Un troisième principe est que toutes les parties du corps sont supportées et nourries par le Qi. Un excès dans une partie du corps peut être nuisible à une autre partie du corps ; trop d’accent mis sur certaines parties du corps ou certains types de mouvement peuvent aussi avoir un effet nuisible. La forme utilise et met en mouvement chaque groupe de muscles, tendons et ligaments ; tous les méridiens deviennent apparents, tous les organes en profitent. Il s’agit du cadeau de Da Mo et cette tradition est toujours vivante.

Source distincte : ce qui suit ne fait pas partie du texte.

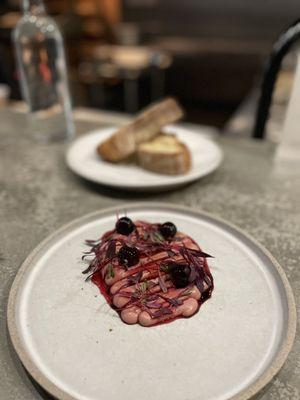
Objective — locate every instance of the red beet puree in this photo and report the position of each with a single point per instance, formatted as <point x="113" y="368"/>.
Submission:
<point x="150" y="275"/>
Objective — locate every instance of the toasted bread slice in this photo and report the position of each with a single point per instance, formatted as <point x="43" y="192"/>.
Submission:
<point x="165" y="154"/>
<point x="146" y="126"/>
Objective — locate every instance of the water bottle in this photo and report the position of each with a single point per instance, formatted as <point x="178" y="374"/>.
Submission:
<point x="43" y="76"/>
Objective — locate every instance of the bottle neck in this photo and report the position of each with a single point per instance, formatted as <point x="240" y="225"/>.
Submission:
<point x="34" y="7"/>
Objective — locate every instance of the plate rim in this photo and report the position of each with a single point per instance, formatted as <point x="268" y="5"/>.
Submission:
<point x="27" y="265"/>
<point x="148" y="187"/>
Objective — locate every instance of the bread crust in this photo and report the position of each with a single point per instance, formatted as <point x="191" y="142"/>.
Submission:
<point x="145" y="127"/>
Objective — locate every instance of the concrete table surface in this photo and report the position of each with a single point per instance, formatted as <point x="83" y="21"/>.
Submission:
<point x="38" y="194"/>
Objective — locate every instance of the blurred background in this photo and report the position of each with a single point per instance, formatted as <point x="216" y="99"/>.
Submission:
<point x="122" y="54"/>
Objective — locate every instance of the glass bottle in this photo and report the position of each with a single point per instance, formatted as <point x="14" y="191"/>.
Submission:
<point x="43" y="76"/>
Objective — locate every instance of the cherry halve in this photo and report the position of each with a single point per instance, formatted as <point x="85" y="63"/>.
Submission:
<point x="125" y="226"/>
<point x="168" y="230"/>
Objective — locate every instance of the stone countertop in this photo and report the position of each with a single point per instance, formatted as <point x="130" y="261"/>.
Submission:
<point x="38" y="194"/>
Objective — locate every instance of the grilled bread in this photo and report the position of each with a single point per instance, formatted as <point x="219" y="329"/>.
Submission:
<point x="164" y="154"/>
<point x="145" y="127"/>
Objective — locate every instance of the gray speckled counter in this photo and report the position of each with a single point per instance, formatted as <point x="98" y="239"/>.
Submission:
<point x="38" y="194"/>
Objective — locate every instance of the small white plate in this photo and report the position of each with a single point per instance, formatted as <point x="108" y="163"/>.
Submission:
<point x="83" y="159"/>
<point x="77" y="348"/>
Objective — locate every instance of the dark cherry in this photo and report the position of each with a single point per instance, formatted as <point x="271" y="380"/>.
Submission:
<point x="128" y="256"/>
<point x="168" y="230"/>
<point x="125" y="226"/>
<point x="180" y="274"/>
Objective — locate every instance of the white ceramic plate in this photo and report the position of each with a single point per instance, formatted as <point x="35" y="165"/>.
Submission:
<point x="76" y="347"/>
<point x="82" y="159"/>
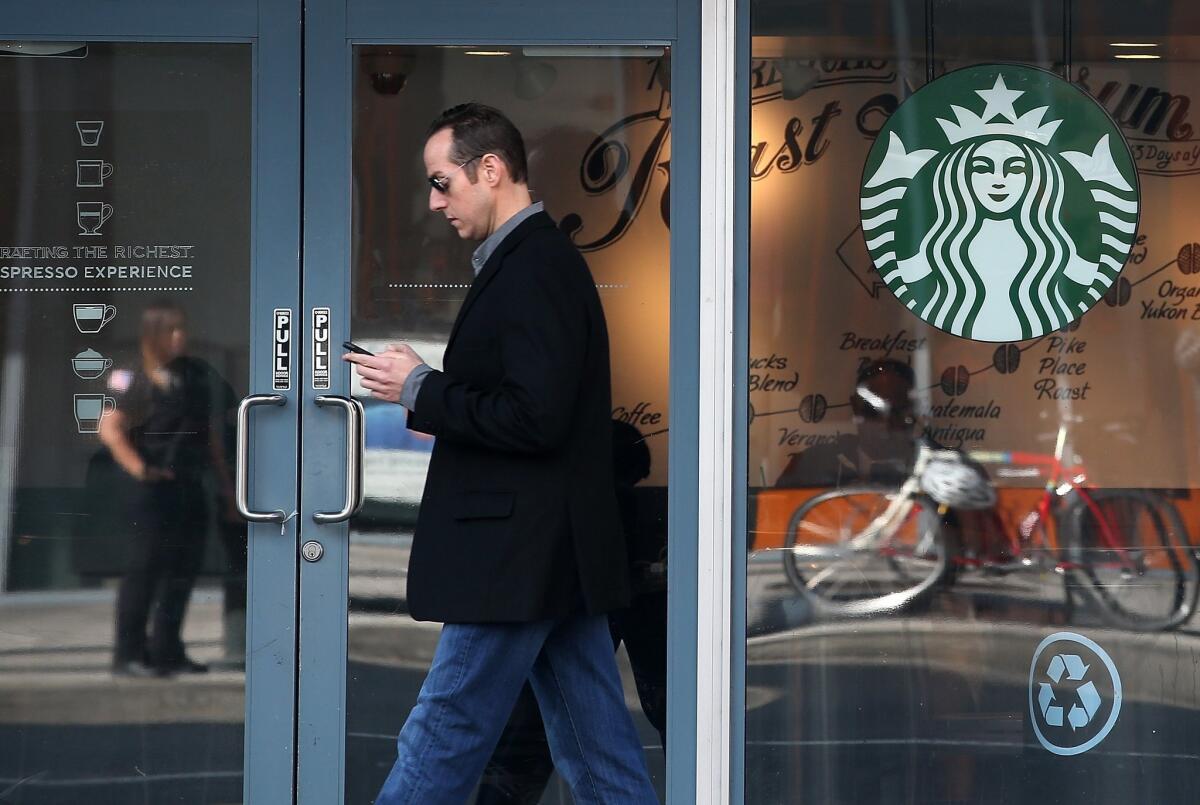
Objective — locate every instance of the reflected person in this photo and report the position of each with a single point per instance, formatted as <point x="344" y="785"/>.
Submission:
<point x="168" y="434"/>
<point x="521" y="766"/>
<point x="883" y="444"/>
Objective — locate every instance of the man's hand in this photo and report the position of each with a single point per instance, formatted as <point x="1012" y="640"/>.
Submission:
<point x="384" y="374"/>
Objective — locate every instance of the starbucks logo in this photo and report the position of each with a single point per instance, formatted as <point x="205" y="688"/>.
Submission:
<point x="1000" y="203"/>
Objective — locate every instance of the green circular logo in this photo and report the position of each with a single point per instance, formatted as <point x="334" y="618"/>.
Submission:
<point x="1000" y="203"/>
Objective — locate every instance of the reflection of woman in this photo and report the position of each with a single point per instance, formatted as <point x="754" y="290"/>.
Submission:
<point x="167" y="434"/>
<point x="997" y="251"/>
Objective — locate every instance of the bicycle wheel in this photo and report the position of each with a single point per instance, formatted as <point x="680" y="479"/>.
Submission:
<point x="845" y="560"/>
<point x="1137" y="563"/>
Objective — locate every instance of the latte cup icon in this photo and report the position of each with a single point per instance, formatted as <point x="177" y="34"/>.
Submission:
<point x="89" y="131"/>
<point x="89" y="409"/>
<point x="93" y="318"/>
<point x="90" y="365"/>
<point x="93" y="173"/>
<point x="91" y="216"/>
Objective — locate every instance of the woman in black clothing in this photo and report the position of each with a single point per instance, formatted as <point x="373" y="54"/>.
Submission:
<point x="167" y="434"/>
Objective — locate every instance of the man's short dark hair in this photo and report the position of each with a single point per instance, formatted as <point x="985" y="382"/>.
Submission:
<point x="478" y="130"/>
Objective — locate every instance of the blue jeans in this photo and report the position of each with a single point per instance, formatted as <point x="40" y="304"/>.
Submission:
<point x="469" y="692"/>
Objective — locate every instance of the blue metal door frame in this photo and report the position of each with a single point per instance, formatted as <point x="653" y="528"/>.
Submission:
<point x="273" y="26"/>
<point x="331" y="28"/>
<point x="298" y="754"/>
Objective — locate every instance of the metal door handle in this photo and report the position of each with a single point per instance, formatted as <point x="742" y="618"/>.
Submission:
<point x="355" y="442"/>
<point x="243" y="478"/>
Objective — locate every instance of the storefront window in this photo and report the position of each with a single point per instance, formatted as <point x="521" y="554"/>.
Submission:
<point x="972" y="464"/>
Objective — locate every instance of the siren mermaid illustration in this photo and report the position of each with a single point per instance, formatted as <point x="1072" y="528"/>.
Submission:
<point x="975" y="238"/>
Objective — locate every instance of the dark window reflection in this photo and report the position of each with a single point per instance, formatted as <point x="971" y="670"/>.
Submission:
<point x="913" y="640"/>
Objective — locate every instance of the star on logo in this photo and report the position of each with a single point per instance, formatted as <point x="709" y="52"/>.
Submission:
<point x="1000" y="101"/>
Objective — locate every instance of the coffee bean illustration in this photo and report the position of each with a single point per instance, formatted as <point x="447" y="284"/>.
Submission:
<point x="1006" y="359"/>
<point x="814" y="408"/>
<point x="1120" y="293"/>
<point x="955" y="380"/>
<point x="1189" y="258"/>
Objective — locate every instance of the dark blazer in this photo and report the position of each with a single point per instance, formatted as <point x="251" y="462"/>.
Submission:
<point x="519" y="521"/>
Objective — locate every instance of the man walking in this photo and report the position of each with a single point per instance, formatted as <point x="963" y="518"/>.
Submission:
<point x="519" y="548"/>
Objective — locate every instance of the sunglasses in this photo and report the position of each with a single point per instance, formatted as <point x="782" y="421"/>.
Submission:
<point x="442" y="184"/>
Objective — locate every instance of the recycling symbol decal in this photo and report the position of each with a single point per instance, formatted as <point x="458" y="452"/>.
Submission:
<point x="1074" y="694"/>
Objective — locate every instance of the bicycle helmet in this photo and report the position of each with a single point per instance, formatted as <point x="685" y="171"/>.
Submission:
<point x="952" y="480"/>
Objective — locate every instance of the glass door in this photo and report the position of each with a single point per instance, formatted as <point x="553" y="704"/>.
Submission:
<point x="595" y="118"/>
<point x="135" y="262"/>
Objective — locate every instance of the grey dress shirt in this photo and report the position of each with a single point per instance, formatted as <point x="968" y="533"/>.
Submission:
<point x="478" y="260"/>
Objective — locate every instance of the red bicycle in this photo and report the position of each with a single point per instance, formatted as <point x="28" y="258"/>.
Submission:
<point x="870" y="548"/>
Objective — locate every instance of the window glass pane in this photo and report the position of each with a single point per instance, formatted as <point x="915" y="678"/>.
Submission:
<point x="972" y="461"/>
<point x="125" y="253"/>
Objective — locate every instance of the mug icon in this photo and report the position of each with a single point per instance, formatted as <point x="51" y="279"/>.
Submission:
<point x="93" y="318"/>
<point x="93" y="173"/>
<point x="91" y="216"/>
<point x="89" y="409"/>
<point x="89" y="131"/>
<point x="90" y="365"/>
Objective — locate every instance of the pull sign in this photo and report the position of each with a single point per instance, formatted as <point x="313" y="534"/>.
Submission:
<point x="281" y="356"/>
<point x="321" y="348"/>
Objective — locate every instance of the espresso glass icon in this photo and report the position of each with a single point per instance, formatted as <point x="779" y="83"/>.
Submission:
<point x="93" y="173"/>
<point x="93" y="318"/>
<point x="90" y="365"/>
<point x="89" y="132"/>
<point x="91" y="216"/>
<point x="90" y="409"/>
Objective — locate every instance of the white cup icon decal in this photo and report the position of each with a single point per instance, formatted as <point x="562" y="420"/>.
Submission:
<point x="89" y="131"/>
<point x="93" y="173"/>
<point x="90" y="365"/>
<point x="91" y="216"/>
<point x="89" y="409"/>
<point x="93" y="318"/>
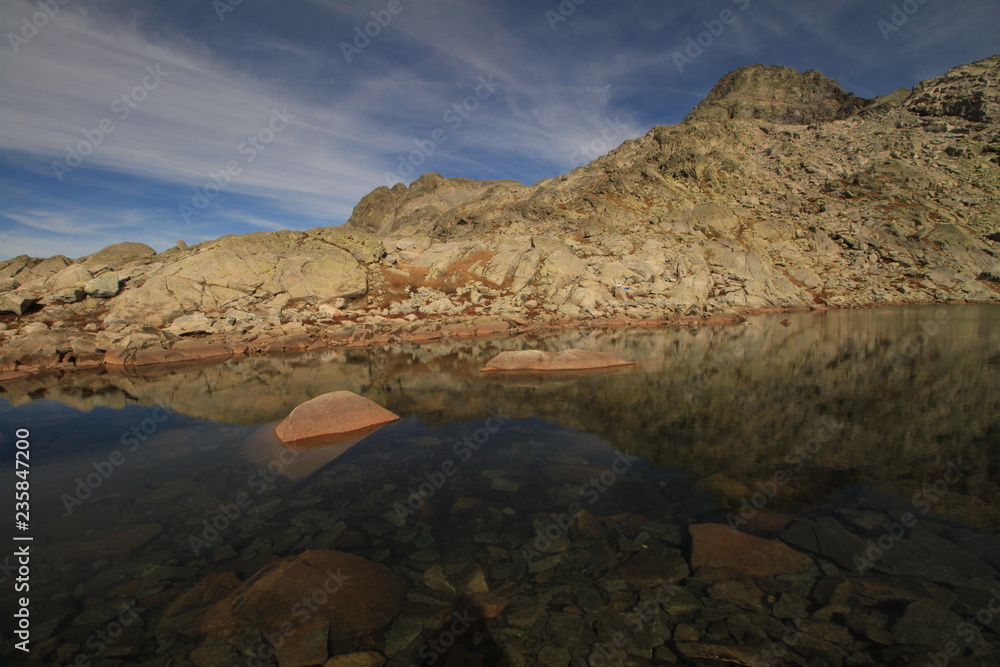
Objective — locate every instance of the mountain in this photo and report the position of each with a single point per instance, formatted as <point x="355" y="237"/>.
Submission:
<point x="779" y="190"/>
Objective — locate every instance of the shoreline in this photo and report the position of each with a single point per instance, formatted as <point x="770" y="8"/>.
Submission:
<point x="214" y="348"/>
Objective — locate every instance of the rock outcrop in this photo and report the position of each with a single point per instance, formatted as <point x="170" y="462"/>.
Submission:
<point x="780" y="190"/>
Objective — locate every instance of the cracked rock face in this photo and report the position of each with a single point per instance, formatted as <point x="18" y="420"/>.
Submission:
<point x="240" y="271"/>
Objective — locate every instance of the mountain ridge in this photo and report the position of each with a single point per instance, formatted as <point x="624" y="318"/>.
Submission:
<point x="779" y="190"/>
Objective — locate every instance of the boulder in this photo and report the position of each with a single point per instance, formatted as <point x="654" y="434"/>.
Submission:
<point x="190" y="324"/>
<point x="333" y="414"/>
<point x="17" y="303"/>
<point x="103" y="286"/>
<point x="717" y="546"/>
<point x="568" y="360"/>
<point x="356" y="596"/>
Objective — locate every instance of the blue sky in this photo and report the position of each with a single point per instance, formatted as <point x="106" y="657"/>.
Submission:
<point x="190" y="119"/>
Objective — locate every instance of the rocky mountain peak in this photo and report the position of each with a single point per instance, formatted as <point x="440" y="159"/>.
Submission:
<point x="776" y="94"/>
<point x="968" y="91"/>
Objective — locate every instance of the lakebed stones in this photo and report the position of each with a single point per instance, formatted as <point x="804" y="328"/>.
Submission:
<point x="568" y="360"/>
<point x="356" y="596"/>
<point x="718" y="546"/>
<point x="335" y="414"/>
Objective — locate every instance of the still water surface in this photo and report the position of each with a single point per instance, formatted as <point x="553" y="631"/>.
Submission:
<point x="866" y="442"/>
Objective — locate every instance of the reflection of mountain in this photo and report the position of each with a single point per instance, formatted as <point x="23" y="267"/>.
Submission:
<point x="914" y="388"/>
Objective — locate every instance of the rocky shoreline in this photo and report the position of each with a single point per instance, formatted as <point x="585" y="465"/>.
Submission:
<point x="822" y="200"/>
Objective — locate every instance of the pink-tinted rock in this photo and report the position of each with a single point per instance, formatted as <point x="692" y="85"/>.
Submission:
<point x="356" y="596"/>
<point x="568" y="360"/>
<point x="336" y="413"/>
<point x="717" y="546"/>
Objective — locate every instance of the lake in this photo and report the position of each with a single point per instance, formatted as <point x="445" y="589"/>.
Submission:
<point x="815" y="488"/>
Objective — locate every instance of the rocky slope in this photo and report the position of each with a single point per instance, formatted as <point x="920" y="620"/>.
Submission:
<point x="780" y="190"/>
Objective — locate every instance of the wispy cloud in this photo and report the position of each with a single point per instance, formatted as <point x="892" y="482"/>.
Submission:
<point x="558" y="97"/>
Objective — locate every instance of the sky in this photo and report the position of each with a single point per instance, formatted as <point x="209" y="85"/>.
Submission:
<point x="156" y="121"/>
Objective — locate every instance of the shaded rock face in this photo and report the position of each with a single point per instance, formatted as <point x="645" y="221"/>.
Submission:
<point x="405" y="210"/>
<point x="333" y="414"/>
<point x="776" y="94"/>
<point x="238" y="271"/>
<point x="971" y="92"/>
<point x="118" y="255"/>
<point x="356" y="596"/>
<point x="568" y="360"/>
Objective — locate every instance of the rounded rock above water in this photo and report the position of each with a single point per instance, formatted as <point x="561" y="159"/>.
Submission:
<point x="333" y="414"/>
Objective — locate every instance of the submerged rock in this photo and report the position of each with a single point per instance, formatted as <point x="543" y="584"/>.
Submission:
<point x="715" y="545"/>
<point x="568" y="360"/>
<point x="356" y="596"/>
<point x="336" y="413"/>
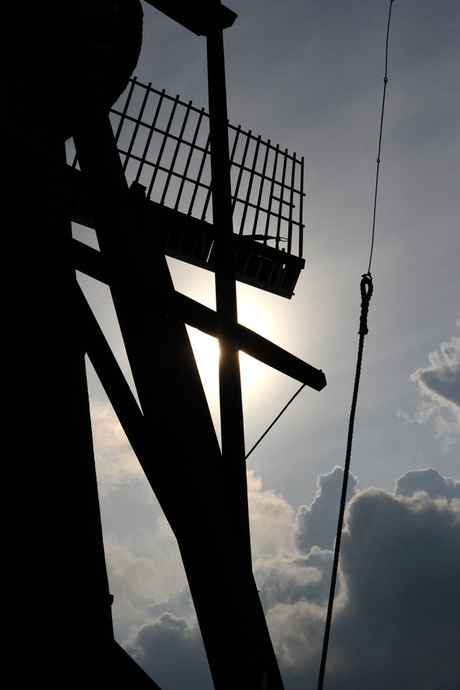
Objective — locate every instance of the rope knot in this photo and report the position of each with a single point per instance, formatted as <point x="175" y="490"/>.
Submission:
<point x="367" y="289"/>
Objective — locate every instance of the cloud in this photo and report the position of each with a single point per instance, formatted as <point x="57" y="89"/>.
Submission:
<point x="439" y="385"/>
<point x="441" y="380"/>
<point x="316" y="524"/>
<point x="430" y="481"/>
<point x="396" y="610"/>
<point x="397" y="623"/>
<point x="171" y="651"/>
<point x="270" y="518"/>
<point x="115" y="460"/>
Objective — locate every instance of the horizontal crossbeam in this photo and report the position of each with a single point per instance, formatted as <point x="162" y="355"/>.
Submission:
<point x="89" y="261"/>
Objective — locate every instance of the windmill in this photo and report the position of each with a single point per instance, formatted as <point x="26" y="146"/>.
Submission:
<point x="133" y="193"/>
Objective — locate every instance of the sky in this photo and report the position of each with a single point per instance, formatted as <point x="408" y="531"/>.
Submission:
<point x="309" y="76"/>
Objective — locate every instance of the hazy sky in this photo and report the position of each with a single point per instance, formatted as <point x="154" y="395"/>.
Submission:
<point x="309" y="76"/>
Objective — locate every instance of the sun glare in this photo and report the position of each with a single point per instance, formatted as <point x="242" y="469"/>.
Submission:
<point x="206" y="351"/>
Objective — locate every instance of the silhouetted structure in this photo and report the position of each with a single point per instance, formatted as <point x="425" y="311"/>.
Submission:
<point x="67" y="61"/>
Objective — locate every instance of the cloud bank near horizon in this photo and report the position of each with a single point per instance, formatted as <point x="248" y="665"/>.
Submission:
<point x="397" y="606"/>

Le nettoyage de la moelle présente un aspect encore plus subtil : idéalement, cette forme se pratique sur plusieurs années, permettant à chaque couche de subtilité de se développer tout à fait naturellement et de mûrir. Dans son expression la plus aboutie, le lavage de la moelle permet au corps unifié, de s’unifier avec l’environnement externe, le cosmos et, au delà, avec le vide de tous les phénomènes. Une fois l’esprit suffisamment raffiné, l’accès à l’énergie devient illimité, quand l’attention sage a été minutieusement appliquée au complexe corps-esprit-être.
En tant que principe guérissant, il n’y a pas mieux. Se rendre au principe suprême permet de l’aborder concrètement à travers le corps. C’est un aperçu de l’union. Où l’union peut-elle avoir lieu sinon à travers le corps ?
Et voici où la forme et le sans forme peuvent être expérimentés comme un. Un certain accent est mis sur l’ouverture des méridiens comme conduit pour le Qi et également sur le centre du coeur comme conduit permettant de percevoir directement les enseignements sur le vide.
Pour les Guerriers Chercheurs
Le nettoyage de la moelle est une application pratique du Sûtra du Coeur et du plus long Sûtra du Diamant. Pour les personnes familiarisées avec les Sûtras du Coeur et du Diamant, voici une occasion rare de faire l’application pratique de ces enseignements.